Archive for February, 2018

Many of the visitors to the Manchester Museum’s Entomology store are researchers, studying various aspects of insect diversity, taxonomy and even physical properties of their colour. A group of researchers from the New Castle University (UK) is interested in what could be a real colour of butterflies and moths seen as if through the eyes of their predators, birds in particular. Here is a brief report provided by Matthew Wheelwright (Fig. 1), a postgraduate student who is involved in this research project:


Fig. 1. Matthew Wheelwright, a postgraduate student from the New Castle University (on the left) and Phillip Rispin, a curatorial assistant from the Manchester Museum (on the right), are sorting out lepidopteran specimens for scanning.

Colour is vitally important for many aspects of insect lives. It can help them to control their body temperature, or allow them to be recognised by members of their own species. The right body/wing colour can allow insects to blend into their environment in order to hide from predators. Another way in which colour can be used to escape predation is through giving a clear message to their potential predators that they are toxic, not edible or unpleasant tasting and should therefore be avoided. Such insects are usually brightly coloured, with a mixture of yellow/orange and black stripes and spots on their wings. This phenomenon is known as warning coloration (=aposematism). Some other species which occur in the same areas can also benefit from these warning signals by evolving to look like these not edible species; this phenomenon is known as mimicry.

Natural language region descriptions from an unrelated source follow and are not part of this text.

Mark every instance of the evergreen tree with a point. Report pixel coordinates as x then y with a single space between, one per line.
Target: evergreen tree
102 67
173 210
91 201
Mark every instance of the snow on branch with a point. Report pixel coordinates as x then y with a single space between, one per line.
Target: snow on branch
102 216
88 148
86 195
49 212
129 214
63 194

Fig. 2. Butterflies and moths from the collection of the Manchester Museum sorted out for scanning by means of a hyperspectral camera.

The purpose of our study is two-fold. Firstly we want to find out what makes a good pattern of warning coloration and secondly to discover how closely a mimic must resemble a model having warning coloration (=aposematic model) in order to deceive predators into thinking that they are the same species. In order to do this, we need to know how these patterns look to predators (many of which have different visual systems to humans). We therefore take pictures of specimens from various collections from across the globe, including the entomology collection at the Manchester Museum (Fig. 2), using a hyperspectral camera (Fig. 3). This camera allows us to look at the exact colour spectrum of the specimens, including the amount of Ultraviolet (UV) reflected by them. The latter aspect is very important, as many predators, such as birds, can see in UV.

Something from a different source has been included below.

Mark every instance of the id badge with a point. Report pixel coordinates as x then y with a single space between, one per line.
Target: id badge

Fig. 3 A hyperspectral camera at work, scanning the Black Witch Moth (Ascalapha odorata) from the collection of the Manchester Museum.

We then used models of predator visual systems to quantitatively compare the colour and pattern of aposematic species to non-aposematic species and the patterns of mimics and models to predict how the predators could perceive them and therefore react to them. In other words, we try to see butterflies and moths through the eyes of insect predators and hope to find out whether insects that look aposematic to us (or their mimics) are seen in the same way by their predators.

Two images of the Orange Sulphur (Colias eurytheme) given below (Fig. 4) show how the butterfly appears to humans (on the left) and to a bird (on the right). Orange Sulphur looks iridescent under the UV, and the false colour image on the left contains the purple representing where the UV is the brightest and seen to birds. The image was kindly created for us by Olivier Penacchio of the University of St. Andrews.


Fig. 4. Two views of Orange Sulphur (Colias eurytheme): left – as seen by a human; right – as could be seen by a bird (contains the purple representing where the UV is the brightest). © Olivier Penacchio

Such research project would be impossible without access to museum specimens from large entomological collections such as that of the Manchester Museum. So we would like to take this opportunity to thank Dr Dmitri Logunov and Phil Rispin for their assistance and generosity with the loan of some specimens.